New director of experiment station's ag operations focuses on sustainability
By Mary Woodsen
As the new director of agricultural operations for the Cornell University Agricultural Experiment Station (CUAES) headquartered on the Ithaca campus, Glenn Evans '03, M.S. '07, Ph.D. '10, is first getting a handle on the 155,000 square feet of greenhouse space; hundreds of pieces of equipment; 2,100 acres of crop and forestland; 130 growth chambers; and 45 staff members.
His next step: to filter that data to inform the systemwide decisions he is poised to make for the most efficient use of resources. Perhaps the most important obligation Evans and his colleagues shoulder is the search for sustainability.
Sustainability starts at ground level, with maintaining and improving healthy soils that retain nutrient and carbon-holding capacity, limit erosion and help boost a crop's capacity to shrug off pests.
But ground-level sustainability also means adapting buildings and tools to fit into a framework that, over the next four decades, will make Cornell a "net-zero" university. Cornell has a plan in place to reduce carbon emissions to the lowest extent possible -- then compensate for those inevitable emissions that remain. Since both greenhouses and farming tend to be energy-intensive operations, Evans' work holds a critical place in that plan.

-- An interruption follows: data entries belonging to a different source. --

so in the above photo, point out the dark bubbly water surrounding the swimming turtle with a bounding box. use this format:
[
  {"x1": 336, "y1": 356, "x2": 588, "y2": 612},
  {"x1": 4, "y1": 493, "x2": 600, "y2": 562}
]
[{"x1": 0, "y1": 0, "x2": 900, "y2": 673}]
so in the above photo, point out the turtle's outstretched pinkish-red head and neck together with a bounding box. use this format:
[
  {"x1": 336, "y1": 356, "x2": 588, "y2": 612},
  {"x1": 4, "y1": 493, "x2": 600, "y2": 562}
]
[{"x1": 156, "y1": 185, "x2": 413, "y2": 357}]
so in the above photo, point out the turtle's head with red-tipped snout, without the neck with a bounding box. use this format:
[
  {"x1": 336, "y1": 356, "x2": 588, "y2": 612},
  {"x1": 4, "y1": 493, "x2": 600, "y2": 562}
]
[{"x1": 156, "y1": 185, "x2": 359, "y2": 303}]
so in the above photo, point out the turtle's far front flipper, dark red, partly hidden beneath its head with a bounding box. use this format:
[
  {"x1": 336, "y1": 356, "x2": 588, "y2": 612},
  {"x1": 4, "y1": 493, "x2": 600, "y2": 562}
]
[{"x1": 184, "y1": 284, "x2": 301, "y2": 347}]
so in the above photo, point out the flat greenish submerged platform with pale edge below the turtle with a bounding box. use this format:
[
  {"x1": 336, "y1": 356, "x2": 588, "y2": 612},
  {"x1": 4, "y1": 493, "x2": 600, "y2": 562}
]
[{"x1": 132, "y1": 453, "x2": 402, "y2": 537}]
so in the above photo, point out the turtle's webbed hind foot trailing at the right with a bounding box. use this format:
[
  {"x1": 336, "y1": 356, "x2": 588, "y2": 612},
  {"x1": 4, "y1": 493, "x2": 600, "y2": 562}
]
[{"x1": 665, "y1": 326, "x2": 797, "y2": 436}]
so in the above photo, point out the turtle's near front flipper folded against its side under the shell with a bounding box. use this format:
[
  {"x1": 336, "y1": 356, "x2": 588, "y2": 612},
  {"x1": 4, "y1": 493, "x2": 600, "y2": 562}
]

"Glenn is the guy on the ground for much of what we seek to accomplish here at Cornell's Ithaca-based CUAES," says Michael Hoffmann, the station's director. "He's got the knowledge, the skill and the drive, all grounded in a strong social, economic and environmental sustainability ethic."
Evans grew up on a small family farm. He started his own greenhouse and cut-flower business while a teenager, continuing it the first two summers he was an undergrad at Cornell. He had research plots at Cornell's Homer C. Thompson Research Farm and greenhouse space at the Guterman complex adjacent to campus as he focused on sustainable ag practices to complete his Ph.D. dissertation in the field of horticulture.
CUAES farm staff, Evans notes Evans, juggle scores of research projects with widely varying specs for how the soil, the crops -- and even the pests -- are cared for, from planting through harvest and beyond. The goal: to support Cornell's research community in teasing apart the interwoven yet ever-changing elements that make for healthy farms and a healthy economy.
"Farm staff have way more obligations per acre than you'd have on 100 acres of production crops," Evans says. Add in the classes that visit these farms for hands-on learning; the field trips and field days; and simply listening to researchers -- "these staff are people-focused," says Evans. "It makes a world of difference."
Likewise, greenhouse workers support research that's constantly in flux. New researchers come in every semester; every day new experiments begin. One greenhouse unit might have 7-foot-tall corn; the next, hundreds of tiny transplants for field trials. The staff watch over the vast mechanical and electrical systems that regulate heat and lighting needs, patrol for pests, and water and fertilize as needed.
Since starting just a month ago, Evans has already traveled to CUAES's farthest farm outposts -- Long Island and Willsboro in the North Country. At every stop, he has been struck by the staffs' dedication. "That, and their flexibility and focus on service," he says.
Given the hours and the responsibility, what attracted Evans to this position?
"The challenge," Evans says. "The chance to do good work."
Mary Woodsen is a science writer with the Cornell University Agricultural Experiment Station.